Watchdog feature guide

The Crowd Supply campaign is going very well! Already over 200% funded and still 21 days to go, yay! :)

As part of the campaign I'm supposed to post useful or interesting weekly updates. This week I decided to explain a feature that may cause some confusion: the application watchdog. Since it's not related to the campaign per se, but explains a feature, I decided to reproduce it here as well. Enjoy!

If you are an applications developer for embedded systems, sending your solutions to remote locations where they can’t be reached for reset or service, this update is for you.

The LiFePO4wered/Pi+ has many helpful features for different use cases. Some people like to use the on/off button to boot and shut down their Pi, while others turn on auto-boot and/or auto-shutdown to get on/off behavior based on external power for their application. The wake-up timer feature is really cool and helpful in low power, low duty cycle applications, and it’s pretty easy to understand what it does and how to use it.

One feature that people have more trouble with is the application watchdog. Unless you come from an electronics or embedded systems background, you may not be familiar with what a watchdog is or does. So in this update, I’ll explain what it is, why you want it, and how you can use the one provided by the LiFePO4wered/Pi+ to make your Raspberry Pi-based project more reliable.

The Wikipedia article on watchdog timers explains that a watchdog timer is “an electronic timer that is used to detect and recover from computer malfunctions.” Let’s face it: computers are complicated beasts with many moving parts that all need to work correctly. There will always be bugs (or cosmic rays) that will cause something to act up at some point. If your computer is on your desk, you can reboot it when this happens, but what if you are using a computer like a Raspberry Pi in an embedded system? What about in something that needs to run automatically and reliably, may be hard to reach inside a machine, or is located far away in a remote location? The Wikipedia article notes that “watchdog timers are essential in remote, automated systems,” giving the example of a Mars rover. If your Mars rover’s computer crashed, who would go reboot it?

Watchdog timers are usually extremely simple, and this is a good thing. It’s the complexity of computers that makes them susceptible to crashes and hangups, so it makes sense that the system that watches over them should be less susceptible to these issues, hence simpler. Ideally, watchdog timers are implemented in hardware. In the LiFePO4wered/Pi+, the watchdog is implemented in firmware. Not quite as desirable as hardware, but if you compare the complexity of the firmware on the LiFePO4wered/Pi+ (4 kB) with that of the Linux system running on the Pi (4 GB), it’s orders of magnitude simpler.

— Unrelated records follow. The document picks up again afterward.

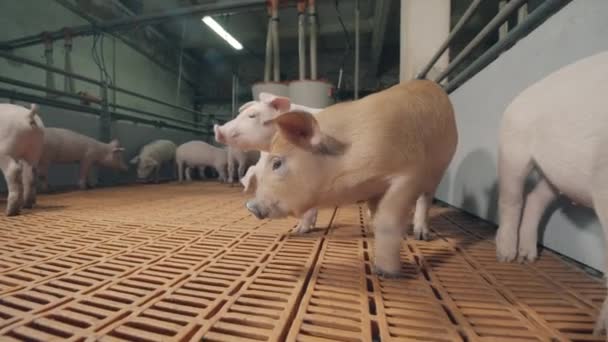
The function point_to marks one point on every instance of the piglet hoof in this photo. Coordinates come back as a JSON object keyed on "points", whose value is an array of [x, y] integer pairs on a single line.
{"points": [[303, 228], [527, 255], [29, 204], [387, 275], [421, 234], [12, 209]]}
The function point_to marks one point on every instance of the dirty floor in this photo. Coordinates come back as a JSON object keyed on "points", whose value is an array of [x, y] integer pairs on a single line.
{"points": [[187, 262]]}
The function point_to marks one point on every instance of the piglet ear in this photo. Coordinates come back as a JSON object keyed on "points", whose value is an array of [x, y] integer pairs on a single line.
{"points": [[302, 129], [299, 128], [246, 105], [249, 181], [280, 103]]}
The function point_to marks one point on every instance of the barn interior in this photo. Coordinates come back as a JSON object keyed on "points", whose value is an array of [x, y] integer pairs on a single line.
{"points": [[135, 260]]}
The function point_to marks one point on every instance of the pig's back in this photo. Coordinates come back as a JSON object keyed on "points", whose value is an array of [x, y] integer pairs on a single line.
{"points": [[63, 145], [15, 129], [199, 152], [410, 124], [159, 150]]}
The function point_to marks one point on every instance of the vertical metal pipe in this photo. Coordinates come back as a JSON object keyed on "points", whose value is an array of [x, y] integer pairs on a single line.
{"points": [[268, 61], [522, 13], [275, 41], [356, 81], [105, 120], [114, 69], [312, 14], [461, 22], [236, 95], [50, 76], [233, 109], [302, 39], [181, 65], [68, 82]]}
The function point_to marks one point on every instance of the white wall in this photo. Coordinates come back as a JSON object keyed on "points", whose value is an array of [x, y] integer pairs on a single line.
{"points": [[425, 25], [577, 31], [133, 70]]}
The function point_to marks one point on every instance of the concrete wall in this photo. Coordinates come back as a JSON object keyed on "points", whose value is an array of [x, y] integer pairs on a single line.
{"points": [[133, 71], [577, 31], [425, 24]]}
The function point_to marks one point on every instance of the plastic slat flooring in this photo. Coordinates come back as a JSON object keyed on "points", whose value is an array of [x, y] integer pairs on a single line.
{"points": [[188, 263]]}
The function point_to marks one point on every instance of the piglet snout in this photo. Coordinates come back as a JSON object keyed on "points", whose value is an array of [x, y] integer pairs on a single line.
{"points": [[219, 136], [254, 208]]}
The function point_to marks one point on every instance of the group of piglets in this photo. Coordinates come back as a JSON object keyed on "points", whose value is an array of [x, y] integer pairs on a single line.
{"points": [[191, 155], [389, 149], [28, 148]]}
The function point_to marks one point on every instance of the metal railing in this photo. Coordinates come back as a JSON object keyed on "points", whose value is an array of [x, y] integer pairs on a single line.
{"points": [[104, 109], [525, 26]]}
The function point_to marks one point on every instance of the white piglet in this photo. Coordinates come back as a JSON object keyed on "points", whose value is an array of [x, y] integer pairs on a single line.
{"points": [[239, 161], [252, 130], [390, 149], [200, 154], [152, 156], [65, 146], [558, 126], [21, 139]]}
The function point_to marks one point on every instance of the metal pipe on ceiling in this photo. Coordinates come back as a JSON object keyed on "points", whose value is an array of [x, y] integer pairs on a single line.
{"points": [[268, 59], [357, 44], [312, 14], [533, 20], [208, 8], [461, 22], [276, 63], [500, 18], [50, 75], [302, 38], [68, 82]]}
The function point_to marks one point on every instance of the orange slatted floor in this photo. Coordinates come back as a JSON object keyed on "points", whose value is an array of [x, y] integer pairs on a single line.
{"points": [[188, 262]]}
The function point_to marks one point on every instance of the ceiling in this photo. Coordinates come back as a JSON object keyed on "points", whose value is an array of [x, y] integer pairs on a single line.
{"points": [[211, 60]]}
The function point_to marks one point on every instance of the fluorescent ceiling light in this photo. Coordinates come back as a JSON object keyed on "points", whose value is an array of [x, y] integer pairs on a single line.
{"points": [[222, 33]]}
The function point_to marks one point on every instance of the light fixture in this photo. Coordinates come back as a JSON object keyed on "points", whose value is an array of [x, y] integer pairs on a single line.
{"points": [[222, 33]]}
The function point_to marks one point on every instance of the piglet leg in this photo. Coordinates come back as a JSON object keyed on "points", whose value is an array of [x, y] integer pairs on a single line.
{"points": [[13, 172], [307, 222], [390, 221], [29, 185]]}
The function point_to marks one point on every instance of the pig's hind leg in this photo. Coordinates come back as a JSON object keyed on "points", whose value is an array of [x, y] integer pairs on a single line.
{"points": [[536, 203], [29, 185], [390, 221], [421, 216], [12, 170], [514, 165], [599, 194], [307, 222]]}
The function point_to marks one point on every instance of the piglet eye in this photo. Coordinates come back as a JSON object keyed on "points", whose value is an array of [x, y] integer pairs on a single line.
{"points": [[276, 164]]}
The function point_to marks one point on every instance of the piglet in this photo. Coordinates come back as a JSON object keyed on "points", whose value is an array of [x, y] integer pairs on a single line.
{"points": [[152, 156], [241, 159], [390, 149], [559, 127], [251, 130], [66, 146], [200, 154], [21, 139]]}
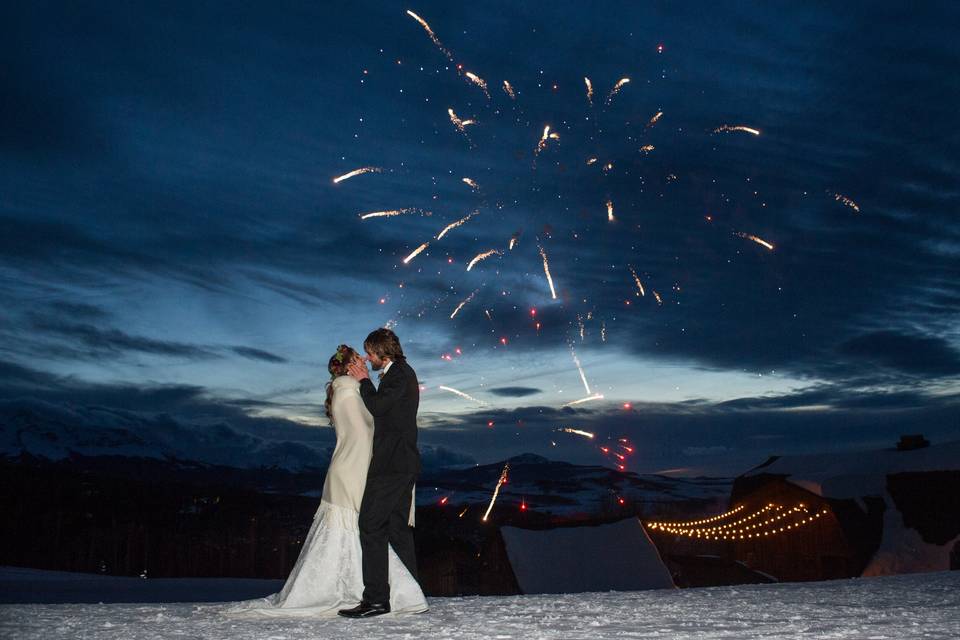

The basic concept of a watchdog timer is that the software running on the system needs to regularly reset the timer (commonly referred to as “kicking” or “feeding” the dog, depending on how you feel toward dogs), because if you fail to do so, it will reset you instead (the dog will “bite” you) when the time runs out. This ensures that if your system hangs, it can be reset and brought back to a responsive state.

In the LiFePO4wered/Pi+ implementation, by default the watchdog is off (WATCHDOG_OFF or 0). This is because it’s conceived as an application watchdog: it’s not just there to ensure the Linux system is up, but also to ensure that whatever application you are running is behaving as it should. So how you implement this is up to you as a developer and depends on what functionality is critical to your application.

The watchdog can be set to two levels by writing to the WATCHDOG_CFG register. The first level, WATCHDOG_ALERT (1), is useful during development or when the Pi system is within view of an operator who can take action. At this level, the PWR LED will start flashing the fast error flash when the timer expires. The second level WATCHDOG_SHDN (2) will trigger a Raspberry Pi shutdown when the timer expires, and is most likely what you want in production systems. Note that all it does is trigger a shutdown – nothing more. This means you still benefit from the nice shutdown behavior you expect from the LiFePO4wered/Pi+: it will always try to do a clean shutdown first (your application may have crashed but the Linux system may still be running, so why risk corrupting it by doing a hard reset if you don’t have to?). If the clean shutdown doesn’t succeed though, power will be forced off after the settable shutdown timeout (in case the whole system was locked up). Unless the proper response to a watchdog timeout for your application is to turn completely off and stay off, you should use one of the auto-boot settings to turn the shutdown into a reboot instead so you get the system back up.

To prevent the watchdog from biting you, your application needs to write a timeout value to the WATCHDOG_TIMER register, and keep doing so before the time that was written last expires. The register can also be read to see how much time is left and counts down with ten-second resolution. The timeout value you want depends on your application, or even the specific thing you are doing in your application. You need to find the balance between how long you can allow your system to stay unresponsive if something is wrong, and how long you can expect certain operations to take if everything is working.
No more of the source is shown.